Estas declarações tiveram de tal maneira um impacto negativo que Costa se sentiu impelido a escrever um artigo no Público, no seu entender esclarecedor do que crê ser a lição prometida, ou seja em «usar o Fundo para a Transição Justa e aplicar as leis para proteção dos trabalhadores». Complementou esta ideia, ainda, com um recado à candidata do PS (Luísa Salgueiro) como se já estivesse reconduzida como presidente: «Para o município condicionar as opções futuras do local para bem do progresso da região».
Fiquei mais confuso, expectante que alguém me explique como é que a utilização de um Fundo Europeu que visa apoiar os territórios mais afetados pela transição para uma economia com impacto neutro no clima, bem como para prevenir o aumento das disparidades regionais, executado em regime de gestão partilhada, o que significa uma cooperação estreita com as autoridades nacionais, regionais e locais, será uma lição para a Galp. Pelo meio, dou de barato que o município seria sempre chamado para ser ouvido nas opções futuras do local, até por causa das contaminações do solo que Costa também referiu.
Entretanto, lá pelo AICEP, se as campainhas não tocaram é porque tudo anda a reboque do Governo. Quaisquer eventuais interessados em investir em Portugal, ficaram com a certeza de que temos um Governo marcadamente socialista, que não tem pejo em ameaçar empresas que estão no mercado ou até em cercear margens de distribuidores (como sucedeu nos combustíveis em que existem fundamentados receios de falência de pequenos retalhistas). Num cenário destes, acham mesmo que um qualquer investidor internacional de referência vai considerar Portugal para investir?

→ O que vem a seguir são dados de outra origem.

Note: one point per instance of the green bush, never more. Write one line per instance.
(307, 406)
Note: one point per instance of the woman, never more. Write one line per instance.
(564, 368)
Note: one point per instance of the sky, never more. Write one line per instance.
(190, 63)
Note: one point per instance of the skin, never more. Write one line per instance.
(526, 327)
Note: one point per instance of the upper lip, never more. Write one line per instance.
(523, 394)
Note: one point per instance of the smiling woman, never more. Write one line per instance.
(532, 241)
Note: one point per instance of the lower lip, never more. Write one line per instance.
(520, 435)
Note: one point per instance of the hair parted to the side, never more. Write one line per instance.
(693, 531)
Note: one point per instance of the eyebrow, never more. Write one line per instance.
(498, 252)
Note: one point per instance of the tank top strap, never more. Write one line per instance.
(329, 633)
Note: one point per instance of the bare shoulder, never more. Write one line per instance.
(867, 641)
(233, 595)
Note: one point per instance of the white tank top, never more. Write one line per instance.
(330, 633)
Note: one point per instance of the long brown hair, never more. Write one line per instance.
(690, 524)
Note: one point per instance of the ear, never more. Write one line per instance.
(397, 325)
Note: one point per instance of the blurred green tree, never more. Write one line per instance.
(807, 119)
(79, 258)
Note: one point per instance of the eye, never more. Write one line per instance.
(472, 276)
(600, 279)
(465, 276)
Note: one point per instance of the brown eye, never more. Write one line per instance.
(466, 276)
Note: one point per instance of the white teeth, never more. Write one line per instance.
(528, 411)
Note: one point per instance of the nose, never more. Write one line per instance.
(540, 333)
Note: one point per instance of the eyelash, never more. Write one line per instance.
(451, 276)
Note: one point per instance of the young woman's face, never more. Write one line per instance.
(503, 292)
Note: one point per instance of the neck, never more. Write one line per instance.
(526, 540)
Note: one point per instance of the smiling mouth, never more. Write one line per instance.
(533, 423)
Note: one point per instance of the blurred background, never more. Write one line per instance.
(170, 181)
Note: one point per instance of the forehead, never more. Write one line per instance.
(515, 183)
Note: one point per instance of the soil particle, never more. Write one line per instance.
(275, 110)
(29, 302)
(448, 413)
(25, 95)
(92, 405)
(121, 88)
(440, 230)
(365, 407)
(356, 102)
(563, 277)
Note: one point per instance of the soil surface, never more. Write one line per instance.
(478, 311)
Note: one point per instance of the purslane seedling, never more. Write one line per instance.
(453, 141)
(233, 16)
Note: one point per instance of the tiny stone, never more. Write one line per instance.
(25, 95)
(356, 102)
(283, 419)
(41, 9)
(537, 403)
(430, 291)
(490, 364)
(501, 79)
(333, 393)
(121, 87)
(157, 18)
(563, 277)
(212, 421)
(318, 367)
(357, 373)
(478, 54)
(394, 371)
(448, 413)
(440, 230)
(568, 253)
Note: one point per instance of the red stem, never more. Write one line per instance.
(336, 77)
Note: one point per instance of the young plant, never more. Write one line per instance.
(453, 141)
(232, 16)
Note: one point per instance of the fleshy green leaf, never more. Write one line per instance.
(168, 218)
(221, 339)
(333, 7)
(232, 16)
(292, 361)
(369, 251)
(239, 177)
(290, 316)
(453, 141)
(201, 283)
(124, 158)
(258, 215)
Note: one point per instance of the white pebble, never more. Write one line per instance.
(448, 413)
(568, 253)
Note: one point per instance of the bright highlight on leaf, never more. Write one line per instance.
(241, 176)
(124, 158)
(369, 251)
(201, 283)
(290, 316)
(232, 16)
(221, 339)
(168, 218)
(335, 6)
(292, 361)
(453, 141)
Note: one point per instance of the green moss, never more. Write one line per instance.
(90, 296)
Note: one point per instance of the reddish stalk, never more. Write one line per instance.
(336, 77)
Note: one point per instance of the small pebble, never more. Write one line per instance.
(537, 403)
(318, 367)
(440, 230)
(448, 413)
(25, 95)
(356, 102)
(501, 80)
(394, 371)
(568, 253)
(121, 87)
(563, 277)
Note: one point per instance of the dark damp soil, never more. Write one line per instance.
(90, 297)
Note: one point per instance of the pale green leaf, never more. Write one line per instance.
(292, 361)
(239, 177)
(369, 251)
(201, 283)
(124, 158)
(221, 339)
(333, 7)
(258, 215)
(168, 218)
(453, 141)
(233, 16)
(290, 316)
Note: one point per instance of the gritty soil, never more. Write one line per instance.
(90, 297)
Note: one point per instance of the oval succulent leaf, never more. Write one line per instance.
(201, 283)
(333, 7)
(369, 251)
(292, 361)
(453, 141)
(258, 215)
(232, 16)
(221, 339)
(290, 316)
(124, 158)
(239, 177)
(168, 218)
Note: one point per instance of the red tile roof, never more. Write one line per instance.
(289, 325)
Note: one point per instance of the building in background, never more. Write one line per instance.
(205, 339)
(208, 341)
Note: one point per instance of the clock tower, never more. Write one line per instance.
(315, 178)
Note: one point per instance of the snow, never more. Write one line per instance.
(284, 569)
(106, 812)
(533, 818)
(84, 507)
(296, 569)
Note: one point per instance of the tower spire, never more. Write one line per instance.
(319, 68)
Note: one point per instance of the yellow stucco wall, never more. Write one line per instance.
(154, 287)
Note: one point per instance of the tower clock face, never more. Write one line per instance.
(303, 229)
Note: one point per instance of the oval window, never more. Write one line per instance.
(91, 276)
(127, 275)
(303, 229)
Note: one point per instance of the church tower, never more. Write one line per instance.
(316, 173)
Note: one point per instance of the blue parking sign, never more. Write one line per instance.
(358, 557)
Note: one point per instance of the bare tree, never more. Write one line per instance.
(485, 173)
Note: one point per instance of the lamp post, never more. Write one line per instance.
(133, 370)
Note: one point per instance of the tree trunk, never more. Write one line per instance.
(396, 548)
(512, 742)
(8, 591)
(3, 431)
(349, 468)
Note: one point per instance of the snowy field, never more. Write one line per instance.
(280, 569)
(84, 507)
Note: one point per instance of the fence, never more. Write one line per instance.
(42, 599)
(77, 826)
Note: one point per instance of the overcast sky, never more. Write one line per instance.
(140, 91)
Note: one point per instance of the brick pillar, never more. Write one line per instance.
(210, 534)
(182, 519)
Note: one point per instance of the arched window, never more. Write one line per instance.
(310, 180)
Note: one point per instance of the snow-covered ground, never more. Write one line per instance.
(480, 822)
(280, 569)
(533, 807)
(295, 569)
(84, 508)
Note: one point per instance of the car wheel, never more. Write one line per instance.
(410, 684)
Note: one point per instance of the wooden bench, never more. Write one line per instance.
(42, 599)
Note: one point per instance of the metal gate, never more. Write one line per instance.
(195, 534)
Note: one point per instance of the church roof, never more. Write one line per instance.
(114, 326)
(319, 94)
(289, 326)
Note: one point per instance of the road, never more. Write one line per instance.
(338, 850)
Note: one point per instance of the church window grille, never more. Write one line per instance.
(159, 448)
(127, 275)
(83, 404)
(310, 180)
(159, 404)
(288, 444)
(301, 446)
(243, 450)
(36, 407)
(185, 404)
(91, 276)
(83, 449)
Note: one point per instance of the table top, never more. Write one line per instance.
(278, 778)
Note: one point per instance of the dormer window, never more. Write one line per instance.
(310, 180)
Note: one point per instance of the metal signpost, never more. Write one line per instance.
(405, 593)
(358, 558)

2. A política deve ser feita de autenticidade e de paixão. Como vimos ao longo destas semanas, o que sobrou em paixão (em todos os partidos) faltou em autenticidade, com demasiada poeira a confundir as pessoas, com excessivas promessas a garantir que «agora é que vai ser» (como maternidades e ferrovias, tudo financiado pelo PRR).
Não faltaram debates, mas faltou audiência aos mesmos. Pode ser que me engane, mas há cada vez uma maior desilusão pela política e pelos políticos. Os jornalistas fizeram o seu trabalho, mas não se sente grande adesão popular às arruadas, aos jantares e comícios, onde vão os arregimentados por obrigação militante. Fez-me particular confusão ver alguns líderes partidários passearem como quase desconhecidos por feiras e mercados, sinal de que não há reconhecimento popular, não há identificação por ideais e cada vez mais as pessoas estão desligadas, num ‘deixa andar’ como se a política não fosse afinal o somatório das ideias e escolhas individuais.
Relembro alguns líderes como Soares, Cunhal, Sá Carneiro, Freitas do Amaral, Alberto João, Portas ou Cavaco Silva que deixaram marcas, que interagiam e galvanizavam. Ou Santana Lopes que vai ganhar a Figueira, exatamente com base nesse carisma popular. Hoje estamos assim, num generalizado deserto de referências nacionais, sobretudo entre a oposição incapaz de encontrar o passo certo para enfrentar Costa, pelo que não surpreende quer a ascendência esquerdista no Governo quer o nível da abstenção nas eleições (45% nas autárquicas de 2017 e 51% nas legislativas de 2019).